# Pascals triangle problem(discrete mathematics)

1. Oct 28, 2012

### stanleyman

1. The problem statement, all variables and given/known data
Determine which row of pascals triangle contains 3 consecutive entries that are in the ratio 1:2:3.

2. Relevant equations
(n, k ) = n!/k!(n-k)!

3. The attempt at a solution
(n,k):(n,k+1):(n,k+2)
1 : 2: : 3

What I did was cross multiply.

2 times (n,k) = 1 times (n,k+1) and 3 times (n,k+1) = 2 times (n,k+2)
2(n!/(k!(n-k)!) = n!/(k+1)!(n-k-1)! and 3(n!/(k+1)!(n-k-1)!) = 2(n!/(k+2)!(n-k-2)!

I know that i should solve for n in the first equation then substitute n in the second equation to get n and k.
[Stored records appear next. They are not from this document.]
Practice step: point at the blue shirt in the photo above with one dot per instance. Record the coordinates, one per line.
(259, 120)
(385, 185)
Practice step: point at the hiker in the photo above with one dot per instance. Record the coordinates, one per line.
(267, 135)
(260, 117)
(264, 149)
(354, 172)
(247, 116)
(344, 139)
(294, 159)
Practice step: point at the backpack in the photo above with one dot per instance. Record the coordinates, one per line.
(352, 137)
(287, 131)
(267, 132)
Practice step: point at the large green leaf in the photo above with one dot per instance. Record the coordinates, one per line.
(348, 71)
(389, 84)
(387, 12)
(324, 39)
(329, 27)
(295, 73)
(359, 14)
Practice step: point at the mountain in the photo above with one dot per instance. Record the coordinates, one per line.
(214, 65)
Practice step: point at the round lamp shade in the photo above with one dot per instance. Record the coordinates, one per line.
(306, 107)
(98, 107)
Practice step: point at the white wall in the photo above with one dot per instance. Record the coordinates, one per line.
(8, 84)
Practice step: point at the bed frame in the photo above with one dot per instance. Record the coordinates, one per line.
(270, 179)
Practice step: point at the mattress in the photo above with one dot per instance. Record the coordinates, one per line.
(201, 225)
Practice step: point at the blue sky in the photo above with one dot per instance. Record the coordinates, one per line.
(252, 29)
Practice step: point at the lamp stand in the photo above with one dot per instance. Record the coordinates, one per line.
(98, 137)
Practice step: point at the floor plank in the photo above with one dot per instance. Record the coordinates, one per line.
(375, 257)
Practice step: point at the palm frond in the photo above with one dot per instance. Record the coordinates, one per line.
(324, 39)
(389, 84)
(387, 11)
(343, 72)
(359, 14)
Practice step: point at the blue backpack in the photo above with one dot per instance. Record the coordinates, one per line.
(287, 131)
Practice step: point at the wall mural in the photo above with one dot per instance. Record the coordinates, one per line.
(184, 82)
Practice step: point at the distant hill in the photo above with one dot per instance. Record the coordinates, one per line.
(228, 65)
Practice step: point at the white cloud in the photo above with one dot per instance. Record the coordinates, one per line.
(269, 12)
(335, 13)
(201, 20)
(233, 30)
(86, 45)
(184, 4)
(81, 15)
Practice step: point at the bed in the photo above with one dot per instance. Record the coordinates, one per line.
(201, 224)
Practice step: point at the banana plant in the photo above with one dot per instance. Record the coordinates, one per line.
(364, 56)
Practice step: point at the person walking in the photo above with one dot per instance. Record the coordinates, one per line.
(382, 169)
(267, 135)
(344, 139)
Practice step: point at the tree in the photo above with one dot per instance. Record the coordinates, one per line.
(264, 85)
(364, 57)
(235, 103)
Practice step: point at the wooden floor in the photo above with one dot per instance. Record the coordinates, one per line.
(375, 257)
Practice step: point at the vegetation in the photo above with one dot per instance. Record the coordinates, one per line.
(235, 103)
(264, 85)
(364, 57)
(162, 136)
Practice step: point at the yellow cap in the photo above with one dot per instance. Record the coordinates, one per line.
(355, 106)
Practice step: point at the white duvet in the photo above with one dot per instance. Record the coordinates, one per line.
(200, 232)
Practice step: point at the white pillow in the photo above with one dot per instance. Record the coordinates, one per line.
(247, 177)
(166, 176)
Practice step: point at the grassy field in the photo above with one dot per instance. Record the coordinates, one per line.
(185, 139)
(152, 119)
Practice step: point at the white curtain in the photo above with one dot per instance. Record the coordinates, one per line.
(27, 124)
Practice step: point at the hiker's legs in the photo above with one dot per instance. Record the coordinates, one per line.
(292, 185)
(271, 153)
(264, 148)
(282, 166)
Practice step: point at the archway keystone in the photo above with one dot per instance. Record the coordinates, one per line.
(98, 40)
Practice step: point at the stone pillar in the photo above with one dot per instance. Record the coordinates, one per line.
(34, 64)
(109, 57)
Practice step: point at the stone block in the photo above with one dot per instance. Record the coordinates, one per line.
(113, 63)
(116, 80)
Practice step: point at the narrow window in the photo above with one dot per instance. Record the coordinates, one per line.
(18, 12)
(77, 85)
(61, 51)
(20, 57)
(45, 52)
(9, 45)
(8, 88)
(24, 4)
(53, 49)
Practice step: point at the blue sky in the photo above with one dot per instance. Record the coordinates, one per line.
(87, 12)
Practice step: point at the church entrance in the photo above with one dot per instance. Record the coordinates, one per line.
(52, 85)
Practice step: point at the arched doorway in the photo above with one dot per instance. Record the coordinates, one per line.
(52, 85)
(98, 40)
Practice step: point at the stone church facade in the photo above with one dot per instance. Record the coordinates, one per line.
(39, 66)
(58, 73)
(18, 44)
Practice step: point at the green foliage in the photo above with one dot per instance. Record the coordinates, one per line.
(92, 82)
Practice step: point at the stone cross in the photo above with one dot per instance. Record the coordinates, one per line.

I'm stuck on the algebra part.

2. Oct 28, 2012

### Mentallic

Well, what are some of the rules of factorials?

n! = n*(n-1)*(n-2)*...*2*1

n! = n*(n-1)!

So if we have an equation such as

n! = 10*(n-1)!

then to solve this, we would use the rule n! = n*(n-1)! to obtain

n*(n-1)! = 10*(n-1)!

then you can divide through by (n-1)! and find n=10. See if you can apply this rule to solve your equation.

3. Oct 30, 2012

### stanleyman

thank you i got the answer.